194) The First One You Expect by Adam Cesare

This is a horror novella about a guy who makes ultra-low budget slasher movies. When his beautiful new coworker expresses an interest in starring in his next movie, he discovers that she's a real killer. It's good, but a bit short.

192yoyogod
nov. 25, 2015, 10:50 pm

195) Preacher Book 2 by Garth Ennis

I think I'm going to read one volume of this series each month if I can.

196) Offspring by Jack Ketchum

This was incredibly gruesome.

193yoyogod
nov. 27, 2015, 11:07 pm

197) I Want It Now! by Julie Dawn Cole

This was a memoir of the woman who played Veruca Salt in the 1971 version of Willie Wonka. It deals mostly with her time in the film, but there is also info on her life before and after the movie. It made for an interesting look into one of my favorite movies.

194yoyogod
des. 3, 2015, 11:25 pm

198) Callahan's Crosstime Saloon by Spider Robinson

I didn't enjoy this as much as I'd hoped I would.

195yoyogod
des. 6, 2015, 12:00 pm

199) A Mythos Grimmly edited by Jeremy Hochhalter

This is a book that I originally backed on Kickstarter (and I'm glad I did as the Kickstarter exclusive cover is far superior to the general release cover). I mostly backed it because it has stories by Mary SanGiovanni and J. F. Gonzalez, who are (or were in Gonzalez's case) two of my favorite horror writers, and stories by William Meikle and Brett Talley, who I haven't read as much of, but have enjoyed. On top of that the premise was interesting: a mashup of The Brothers Grimm and H. P. Lovecraft.

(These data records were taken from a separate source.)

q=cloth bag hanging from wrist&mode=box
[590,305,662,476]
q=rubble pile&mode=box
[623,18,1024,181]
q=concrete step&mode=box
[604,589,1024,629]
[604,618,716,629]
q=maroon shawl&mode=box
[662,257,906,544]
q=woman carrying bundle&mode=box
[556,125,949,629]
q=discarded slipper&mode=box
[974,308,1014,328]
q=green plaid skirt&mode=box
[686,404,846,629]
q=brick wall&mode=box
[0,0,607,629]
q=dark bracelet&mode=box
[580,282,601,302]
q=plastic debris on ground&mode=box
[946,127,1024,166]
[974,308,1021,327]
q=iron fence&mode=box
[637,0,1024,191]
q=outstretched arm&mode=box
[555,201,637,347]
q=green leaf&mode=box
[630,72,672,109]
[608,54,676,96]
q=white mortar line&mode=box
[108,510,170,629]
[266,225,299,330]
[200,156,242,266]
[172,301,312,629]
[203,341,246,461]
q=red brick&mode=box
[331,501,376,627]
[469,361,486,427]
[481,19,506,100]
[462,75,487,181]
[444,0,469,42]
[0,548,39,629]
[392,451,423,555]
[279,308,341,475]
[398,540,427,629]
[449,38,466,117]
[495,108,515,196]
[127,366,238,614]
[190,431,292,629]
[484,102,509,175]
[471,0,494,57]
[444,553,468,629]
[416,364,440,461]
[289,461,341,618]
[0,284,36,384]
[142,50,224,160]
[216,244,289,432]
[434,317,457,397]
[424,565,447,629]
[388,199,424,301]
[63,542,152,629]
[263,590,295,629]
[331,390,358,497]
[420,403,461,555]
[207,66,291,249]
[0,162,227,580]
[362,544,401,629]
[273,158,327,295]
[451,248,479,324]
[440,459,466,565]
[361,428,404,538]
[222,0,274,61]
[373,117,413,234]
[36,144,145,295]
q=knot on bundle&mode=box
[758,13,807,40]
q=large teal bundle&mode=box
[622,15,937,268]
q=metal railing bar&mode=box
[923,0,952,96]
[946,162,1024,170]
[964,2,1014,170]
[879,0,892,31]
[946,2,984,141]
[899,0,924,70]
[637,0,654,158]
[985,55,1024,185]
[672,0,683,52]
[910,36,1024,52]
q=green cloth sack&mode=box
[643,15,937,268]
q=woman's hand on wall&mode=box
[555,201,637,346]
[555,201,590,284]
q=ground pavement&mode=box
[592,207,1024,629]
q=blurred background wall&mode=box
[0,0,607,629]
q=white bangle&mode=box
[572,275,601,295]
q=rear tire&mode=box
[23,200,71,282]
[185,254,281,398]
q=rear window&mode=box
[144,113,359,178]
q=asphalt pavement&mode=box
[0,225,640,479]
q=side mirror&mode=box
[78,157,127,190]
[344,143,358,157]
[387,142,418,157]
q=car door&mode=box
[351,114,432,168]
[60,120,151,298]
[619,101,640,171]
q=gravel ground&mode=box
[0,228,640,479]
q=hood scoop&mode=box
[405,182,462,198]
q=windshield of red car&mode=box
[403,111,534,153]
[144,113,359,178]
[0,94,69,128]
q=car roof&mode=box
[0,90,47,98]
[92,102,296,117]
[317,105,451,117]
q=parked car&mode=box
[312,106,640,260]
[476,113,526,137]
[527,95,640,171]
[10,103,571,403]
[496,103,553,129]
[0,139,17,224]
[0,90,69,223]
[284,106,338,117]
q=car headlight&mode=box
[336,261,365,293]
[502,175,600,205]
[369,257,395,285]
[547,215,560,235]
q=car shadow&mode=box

It didn't quite turn out like that. Not all of the fairy tales are from the Grimms. One is a retelling of the story of Cú Chulainn, a mythological Irish hero. One is a Winnie-the-Poo/Lovecraft mashup (and is probably my favorite story in the anthology, so I won't complain). There are several others that I couldn't figure out what fairy tales they're based off of assuming they weren't just written in a fairy tale style.

Even the stories with Brothers Grimm fairy tale origins had a varying connection to their originals. The first story, "The Arkham Town Musicians," by Christine Morgan, is pretty much a straight up retelling of The Bremen Town Musicians, only set in Lovecraft's New England and with the animal characters having otherworldly ancestry. The first "Little Red Riding Hood" mash-up (there are two of them), is "Ginger Snap," by Michael Wentela, and other than the fact that one of the characters is a girl with a red hoodie who jokingly refers to the protagonist as the big bad wolf, there is nothing of the original tale in the mash-up.

That said, if you have an interest in Lovecraftian fiction, this is well worth getting. I really enjoyed the the stories, even the ones that didn't have much to do with fairy tales.

196yoyogod
des. 9, 2015, 12:27 pm

200) Drawing Blood by Molly Crabapple

Crabapple is a New York-based artist. I've been a fan of her art for a few years now, and follow her on Twitter. I really enjoyed this book too.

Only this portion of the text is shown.